This is the third month of the Classics Challenge, hosted by Katherine at November's Autumn. The prompt this round involves the setting, with questions like "How has the author introduced the setting?" or "If this particular setting was changed how would it affect the course of the story?"
I am just over half-way through Tom Jones. As I mentioned elsewhere, when I found myself starting to count the pages left to read, I decided to take a break from it. But I do want to get back to it, and I'm hoping that writing about it will remind me what a great, entertaining book it is, and get me reading it again.

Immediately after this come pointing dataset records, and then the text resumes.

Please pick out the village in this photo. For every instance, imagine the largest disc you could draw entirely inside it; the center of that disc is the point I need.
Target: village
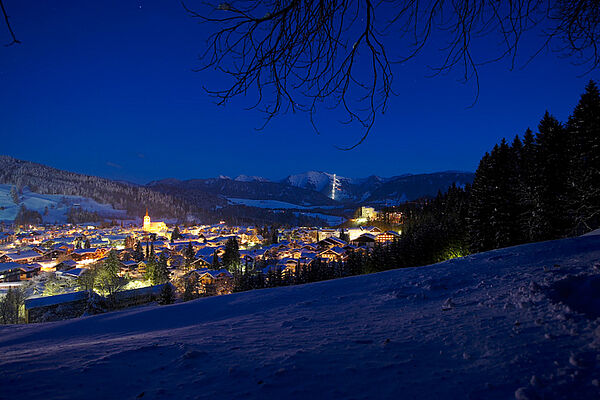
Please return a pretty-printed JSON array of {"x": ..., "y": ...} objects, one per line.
[{"x": 51, "y": 266}]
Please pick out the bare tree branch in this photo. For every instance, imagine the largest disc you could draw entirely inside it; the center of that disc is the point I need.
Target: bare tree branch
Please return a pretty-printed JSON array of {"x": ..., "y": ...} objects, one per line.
[{"x": 310, "y": 55}]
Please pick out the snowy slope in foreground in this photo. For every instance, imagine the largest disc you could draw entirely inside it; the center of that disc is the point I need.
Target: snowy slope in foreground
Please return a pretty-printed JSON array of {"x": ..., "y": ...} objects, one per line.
[{"x": 478, "y": 327}]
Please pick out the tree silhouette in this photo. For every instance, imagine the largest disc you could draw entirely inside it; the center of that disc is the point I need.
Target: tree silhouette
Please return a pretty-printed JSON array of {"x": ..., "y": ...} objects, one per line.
[{"x": 304, "y": 55}]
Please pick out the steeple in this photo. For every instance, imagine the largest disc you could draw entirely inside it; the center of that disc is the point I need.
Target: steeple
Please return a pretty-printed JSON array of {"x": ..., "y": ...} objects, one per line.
[{"x": 147, "y": 224}]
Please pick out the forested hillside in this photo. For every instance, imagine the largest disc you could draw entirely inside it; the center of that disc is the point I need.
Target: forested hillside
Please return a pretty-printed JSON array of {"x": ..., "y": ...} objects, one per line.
[{"x": 46, "y": 180}]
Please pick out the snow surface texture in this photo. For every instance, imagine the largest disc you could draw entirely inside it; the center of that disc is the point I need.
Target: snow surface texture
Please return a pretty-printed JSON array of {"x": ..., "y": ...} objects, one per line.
[
  {"x": 58, "y": 205},
  {"x": 511, "y": 323}
]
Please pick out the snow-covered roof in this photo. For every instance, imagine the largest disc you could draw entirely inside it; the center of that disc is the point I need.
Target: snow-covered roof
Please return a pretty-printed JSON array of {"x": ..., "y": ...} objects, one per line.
[{"x": 36, "y": 302}]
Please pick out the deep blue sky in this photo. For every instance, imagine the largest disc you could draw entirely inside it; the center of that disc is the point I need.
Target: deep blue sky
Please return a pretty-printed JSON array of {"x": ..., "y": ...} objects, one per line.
[{"x": 107, "y": 88}]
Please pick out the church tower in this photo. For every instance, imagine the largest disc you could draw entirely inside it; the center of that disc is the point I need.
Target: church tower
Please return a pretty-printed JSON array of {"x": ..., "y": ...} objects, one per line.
[{"x": 147, "y": 221}]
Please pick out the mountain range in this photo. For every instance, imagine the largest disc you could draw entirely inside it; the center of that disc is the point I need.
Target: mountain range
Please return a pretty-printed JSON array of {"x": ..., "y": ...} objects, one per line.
[{"x": 314, "y": 188}]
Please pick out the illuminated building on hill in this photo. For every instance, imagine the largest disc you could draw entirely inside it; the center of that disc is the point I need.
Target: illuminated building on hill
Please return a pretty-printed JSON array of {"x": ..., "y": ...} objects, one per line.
[{"x": 153, "y": 227}]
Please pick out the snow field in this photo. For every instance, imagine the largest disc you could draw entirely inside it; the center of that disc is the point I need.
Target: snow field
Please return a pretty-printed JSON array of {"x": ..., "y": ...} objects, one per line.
[{"x": 509, "y": 323}]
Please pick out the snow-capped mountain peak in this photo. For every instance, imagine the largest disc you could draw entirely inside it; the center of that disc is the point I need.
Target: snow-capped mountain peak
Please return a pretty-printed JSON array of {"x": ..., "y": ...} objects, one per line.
[{"x": 251, "y": 178}]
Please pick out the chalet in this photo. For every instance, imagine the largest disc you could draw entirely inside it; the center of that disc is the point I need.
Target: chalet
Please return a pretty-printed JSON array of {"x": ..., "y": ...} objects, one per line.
[
  {"x": 22, "y": 257},
  {"x": 55, "y": 308},
  {"x": 333, "y": 254},
  {"x": 66, "y": 265},
  {"x": 211, "y": 282},
  {"x": 6, "y": 237},
  {"x": 132, "y": 268},
  {"x": 14, "y": 272},
  {"x": 288, "y": 265},
  {"x": 72, "y": 273},
  {"x": 10, "y": 272},
  {"x": 365, "y": 240},
  {"x": 331, "y": 241},
  {"x": 88, "y": 254}
]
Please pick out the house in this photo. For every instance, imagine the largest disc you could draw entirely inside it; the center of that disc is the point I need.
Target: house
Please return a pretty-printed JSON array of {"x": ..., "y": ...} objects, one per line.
[
  {"x": 333, "y": 254},
  {"x": 55, "y": 308},
  {"x": 21, "y": 257},
  {"x": 158, "y": 227},
  {"x": 10, "y": 272},
  {"x": 88, "y": 254},
  {"x": 211, "y": 282},
  {"x": 364, "y": 240},
  {"x": 387, "y": 237},
  {"x": 66, "y": 265}
]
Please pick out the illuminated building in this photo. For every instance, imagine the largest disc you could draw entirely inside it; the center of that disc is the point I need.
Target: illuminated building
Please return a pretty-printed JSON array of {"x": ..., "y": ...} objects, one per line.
[{"x": 153, "y": 227}]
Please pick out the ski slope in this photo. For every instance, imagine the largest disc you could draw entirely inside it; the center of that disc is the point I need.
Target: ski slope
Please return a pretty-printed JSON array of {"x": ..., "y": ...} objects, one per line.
[
  {"x": 513, "y": 323},
  {"x": 57, "y": 206}
]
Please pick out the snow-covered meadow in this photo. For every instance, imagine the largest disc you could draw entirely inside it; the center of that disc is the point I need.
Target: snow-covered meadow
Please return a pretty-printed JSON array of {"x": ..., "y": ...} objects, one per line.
[
  {"x": 52, "y": 208},
  {"x": 517, "y": 323}
]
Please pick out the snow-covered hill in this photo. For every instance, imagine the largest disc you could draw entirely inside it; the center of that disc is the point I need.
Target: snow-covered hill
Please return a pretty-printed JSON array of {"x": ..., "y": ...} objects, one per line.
[
  {"x": 52, "y": 208},
  {"x": 517, "y": 323}
]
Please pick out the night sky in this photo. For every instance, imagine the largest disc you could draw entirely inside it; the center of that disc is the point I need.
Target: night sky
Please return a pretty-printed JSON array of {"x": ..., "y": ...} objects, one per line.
[{"x": 107, "y": 88}]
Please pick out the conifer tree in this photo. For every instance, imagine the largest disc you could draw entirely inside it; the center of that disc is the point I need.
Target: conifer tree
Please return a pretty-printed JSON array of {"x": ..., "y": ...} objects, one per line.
[
  {"x": 551, "y": 181},
  {"x": 216, "y": 264},
  {"x": 231, "y": 256},
  {"x": 584, "y": 178},
  {"x": 161, "y": 274},
  {"x": 527, "y": 194}
]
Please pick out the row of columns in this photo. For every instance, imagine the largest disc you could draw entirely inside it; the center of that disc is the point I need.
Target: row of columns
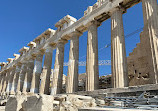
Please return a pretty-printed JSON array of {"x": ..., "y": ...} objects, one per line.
[{"x": 31, "y": 77}]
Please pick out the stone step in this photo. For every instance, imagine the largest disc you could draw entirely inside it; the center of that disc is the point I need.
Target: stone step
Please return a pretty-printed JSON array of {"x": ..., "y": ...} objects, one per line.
[{"x": 110, "y": 109}]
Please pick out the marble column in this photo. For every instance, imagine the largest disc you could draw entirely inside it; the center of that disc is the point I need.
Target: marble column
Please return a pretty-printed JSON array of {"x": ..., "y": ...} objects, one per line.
[
  {"x": 118, "y": 51},
  {"x": 150, "y": 15},
  {"x": 46, "y": 72},
  {"x": 18, "y": 69},
  {"x": 21, "y": 77},
  {"x": 92, "y": 78},
  {"x": 72, "y": 76},
  {"x": 58, "y": 69},
  {"x": 15, "y": 80},
  {"x": 28, "y": 75},
  {"x": 10, "y": 81},
  {"x": 5, "y": 82},
  {"x": 1, "y": 80},
  {"x": 36, "y": 74}
]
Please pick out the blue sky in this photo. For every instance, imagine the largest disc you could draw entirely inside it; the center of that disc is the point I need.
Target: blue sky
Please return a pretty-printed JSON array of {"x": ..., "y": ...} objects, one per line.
[{"x": 23, "y": 20}]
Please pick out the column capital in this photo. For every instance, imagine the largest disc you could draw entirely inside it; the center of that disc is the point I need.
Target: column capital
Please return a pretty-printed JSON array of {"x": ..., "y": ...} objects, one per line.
[
  {"x": 76, "y": 33},
  {"x": 94, "y": 22},
  {"x": 62, "y": 41},
  {"x": 48, "y": 47},
  {"x": 123, "y": 10}
]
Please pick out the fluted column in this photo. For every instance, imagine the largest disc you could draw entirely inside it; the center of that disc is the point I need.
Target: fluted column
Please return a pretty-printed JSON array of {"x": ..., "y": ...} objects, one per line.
[
  {"x": 36, "y": 74},
  {"x": 1, "y": 80},
  {"x": 21, "y": 78},
  {"x": 150, "y": 15},
  {"x": 28, "y": 75},
  {"x": 118, "y": 51},
  {"x": 5, "y": 82},
  {"x": 10, "y": 81},
  {"x": 14, "y": 83},
  {"x": 72, "y": 76},
  {"x": 92, "y": 78},
  {"x": 17, "y": 72},
  {"x": 58, "y": 69},
  {"x": 46, "y": 72}
]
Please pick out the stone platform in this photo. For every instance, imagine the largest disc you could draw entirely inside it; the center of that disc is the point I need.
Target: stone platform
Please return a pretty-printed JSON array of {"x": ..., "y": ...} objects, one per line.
[
  {"x": 133, "y": 90},
  {"x": 110, "y": 109}
]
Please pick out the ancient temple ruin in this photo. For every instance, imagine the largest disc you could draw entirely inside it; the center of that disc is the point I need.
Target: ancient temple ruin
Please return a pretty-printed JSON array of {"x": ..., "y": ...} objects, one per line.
[{"x": 24, "y": 74}]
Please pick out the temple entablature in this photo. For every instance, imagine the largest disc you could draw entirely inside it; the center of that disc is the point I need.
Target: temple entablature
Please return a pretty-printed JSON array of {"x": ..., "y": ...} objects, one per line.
[
  {"x": 98, "y": 4},
  {"x": 16, "y": 56},
  {"x": 2, "y": 64},
  {"x": 32, "y": 45},
  {"x": 23, "y": 50},
  {"x": 65, "y": 22},
  {"x": 43, "y": 37},
  {"x": 10, "y": 60}
]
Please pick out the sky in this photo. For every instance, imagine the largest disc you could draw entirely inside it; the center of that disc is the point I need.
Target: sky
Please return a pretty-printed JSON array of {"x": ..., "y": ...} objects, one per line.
[{"x": 21, "y": 21}]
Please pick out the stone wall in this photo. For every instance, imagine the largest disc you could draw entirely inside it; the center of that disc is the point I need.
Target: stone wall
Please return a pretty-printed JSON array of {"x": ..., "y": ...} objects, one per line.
[{"x": 138, "y": 67}]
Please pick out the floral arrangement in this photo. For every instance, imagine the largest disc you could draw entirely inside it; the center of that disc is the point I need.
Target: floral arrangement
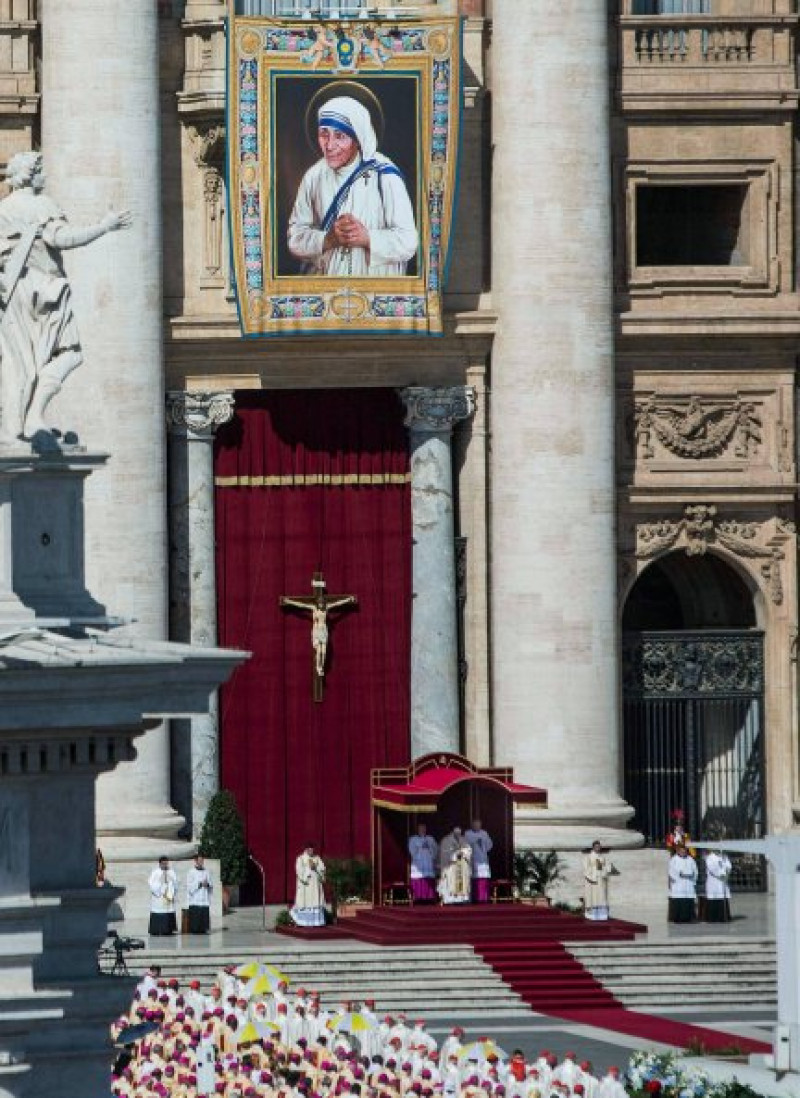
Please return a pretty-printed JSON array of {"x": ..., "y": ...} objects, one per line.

The setting of this story shifts constantly, as it follows different characters. Though Fielding will sometimes describe a setting in some detail, he seems much less interested in his settings than in the characters who inhabit them. Fielding spends most of the second chapter in Book I introducing us to the wise, noble and fatherly Squire Allworthy, who discovers the infant Tom Jones in his own bed. His house in Somerset, where much of the early action takes place, is described in greater detail than any other setting, but only from the outside:
"The Gothic style of building could produce nothing nobler than Mr Allworthy's house. There was an air of grandeur in it that struck you with awe . . . It stood on the south-east side of a hill . . . In the midst of the grove was a fine lawn, sloping down towards the house, near the summit of which rose a plentiful spring . . . The left-hand scene presented the view of a very fine park . . ."The story soon moves to a village where Tom's mother Jenny Jones lived prior to Tom's birth, then back to Mr Allworthy's house. Next it shifts to the house of the neighboring Squire Western, where we learn much more about him and his daughter Sophia than about the house, though Tom is actually in residence there for some time. When a misunderstanding with Mr Allworthy, and a conflict with Squire Western, force Tom to leave his home, to make his own way in the world, the story takes a picaresque turn as he decides to follow the drum as a soldier. Traveling north to fight against the Jacobins, he meets various adventures with a large and colorful cast of characters. Here again the characters and the action are the focus of the different episodes, rather than the settings. I see from the next book that Tom is headed to London. It will be interesting to see what Fielding makes of that setting. In Daniel Defoe's Moll Flanders, his detailed descriptions of the areas where Moll lived and worked made me feel like I was following her through the streets.